К сожалению, многое упущено. Границы страны мы пересекли впервые в 1988 году, но ведь и до этого были русский Север и Крым, Армения и Грузия. Впечатления от тех поездок помнятся в картинках и эпизодах, но детали забылись и связного рассказа уже не получится.
Своих постоянных спутников я называю в тексте по именам, поэтому для справки: Сережа – это Гандлевский, Лева – Рубинштейн, Тимур – Кибиров, Юлик – Гуголев. В других поездках мы были спутниками архитекторов Юры и Милы Волковых, Саши Тарасенко.
Алена – имя моей жены, Лиза – дочери, Поля – внучки.
Скажу еще, что в моих записях нет ничего специального: это ровно те впечатления, которыми хотелось поделиться с близкими людьми. Но, возможно, и те читатели, с которыми я лично не знаком, найдут здесь для себя что-то любопытное. Заодно хочу попросить прощения у тех, кто воспринял когда-то эти тексты как сугубо приватное сообщение.
Самара (1999)
Вид вокзальной площади города Самара был смазан всеобщим оживлением и перемещением взад-вперед, но одна группа отрадно выделялась: молодые люди держали плакаты и что-то скандировали.
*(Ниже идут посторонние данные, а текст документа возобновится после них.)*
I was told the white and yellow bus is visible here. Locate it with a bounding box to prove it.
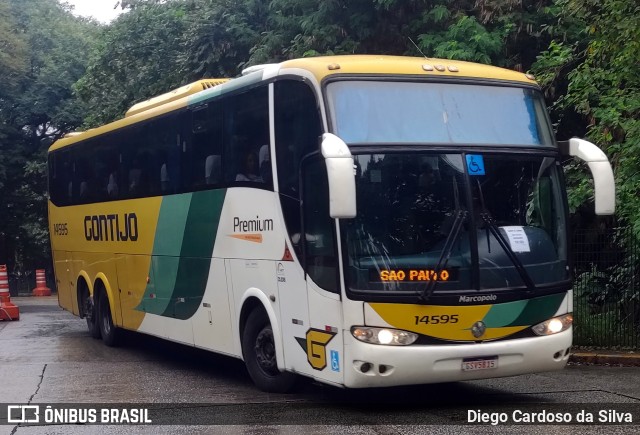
[48,55,615,392]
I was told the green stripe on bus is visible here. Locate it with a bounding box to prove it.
[151,256,180,314]
[179,189,225,258]
[136,194,192,315]
[482,293,565,328]
[481,300,528,328]
[506,292,565,327]
[189,73,263,106]
[161,189,226,319]
[153,194,192,256]
[137,190,226,319]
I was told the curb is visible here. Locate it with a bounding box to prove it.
[570,352,640,367]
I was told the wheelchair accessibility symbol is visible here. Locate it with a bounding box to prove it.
[466,154,485,176]
[330,350,340,372]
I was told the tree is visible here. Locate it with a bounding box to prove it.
[75,0,189,126]
[0,0,98,276]
[532,0,640,231]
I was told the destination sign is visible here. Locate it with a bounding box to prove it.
[370,268,458,282]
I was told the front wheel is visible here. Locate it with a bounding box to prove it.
[242,309,296,393]
[98,290,120,347]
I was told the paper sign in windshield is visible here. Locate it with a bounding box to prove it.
[501,226,531,252]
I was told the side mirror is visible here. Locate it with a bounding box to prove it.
[560,138,615,215]
[320,133,356,218]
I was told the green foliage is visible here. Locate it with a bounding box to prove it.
[75,0,187,126]
[180,0,269,75]
[73,0,568,124]
[532,0,640,234]
[0,1,28,96]
[532,1,640,342]
[0,0,98,272]
[418,15,505,64]
[529,40,574,97]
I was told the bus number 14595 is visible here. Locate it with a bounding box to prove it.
[414,314,459,325]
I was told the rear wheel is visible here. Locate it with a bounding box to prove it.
[83,290,101,339]
[242,309,296,393]
[97,289,120,347]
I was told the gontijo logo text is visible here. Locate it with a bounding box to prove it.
[83,213,138,242]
Явно кого-то встречали и приветствовали. Еще несколько шагов навстречу, и удалось расслышать, что приветствуют не кого-нибудь, а Пушкина. Это подтверждали тексты на плакатиках: «Приветствуем приезд А.С. Пушкина в Самару», «“Все будет хорошо” А.С. Пушкин», «Ай да Пушкин, ай да сукин сын» и т. п. Уже на подходе стало очевидно, что это именно к нам обращаются как к коллективному Пушкину. Встречающие (как потом выяснилось, студенты Педагогического университета) выстроились в ряд и зачли кое-какие пушкинские произведения, а одна девушка даже исполнила кантату.
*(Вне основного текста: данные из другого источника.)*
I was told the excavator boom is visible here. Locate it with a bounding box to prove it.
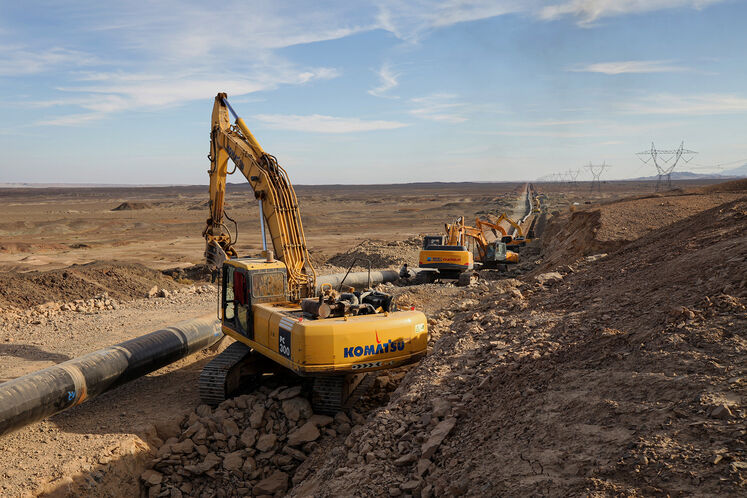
[203,93,316,300]
[475,213,524,240]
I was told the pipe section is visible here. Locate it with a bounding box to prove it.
[0,314,222,436]
[316,270,399,293]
Вокзальная публика реагировала на зрелище с неопределенно окрашенным интересом. Одной старушке, правда, не понравился плакат «Во всем виноват Пушкин». «Нет, не Пушкин во всем виноват, Пушкин не виноват», – утверждала она и пыталась указать других виновников.
Как всегда в таких случаях, жизнь принялась бурно подыгрывать литературе. Тут же появились Цыганы, не ряженые, а настоящие. Их предводительница обратилась за денежной поддержкой почему-то именно ко мне, называя меня Председателем.
Но пора уже объяснить, кто это «мы» и при чем здесь Пушкин. Впрочем, последнее нужно было объяснять и нам, потому что я, например, считал, что еду принимать участие в почти традиционном (проводящемся уже в третий раз) фестивале «Европейские дни в Самаре». Только на вокзале выяснилось, что в этом году фестиваль решено совместить с предъюбилейными торжествами, а чтобы торжества не выглядели уж слишком торжественно, их скрасили легким зубоскальством. Мол, если Пушкин наше все, то и господа, прибывшие в Самару 23 апреля 1999 года, тоже отчасти Пушкин.
Перечисление программных мероприятий выглядело бы несколько понуро, и это неизбежно. Надо бы включить в него погоду, выражения лиц, бесконечные разговоры на ходу с самыми разными людьми, а главное – не прекращающееся почти два дня радостное возбуждение. Хорошо бы понять и природу такого чувства. Это непросто, мы люди не местные. Радостным было впечатление от самого города, который оживает на глазах. Справедливости ради скажем, что в Самаре было чему оживать, советская власть не смогла (не успела) окончательно ее испоганить. Но живая, обитаемая часть городской среды становится плотнее и шире. Новые здания грамотно и стильно варьируют местный – очень милый – вариант модерна, не кичатся собой, как в Москве, не насилуют традиционную застройку. Даже не меняют сложившийся образ ее бытования: вольный и домашний, ностальгически напоминающий о Москве ранних пятидесятых, когда знаменитые дворы еще всеми правдами и неправдами не подчинялись архитектурным указаниям улицы.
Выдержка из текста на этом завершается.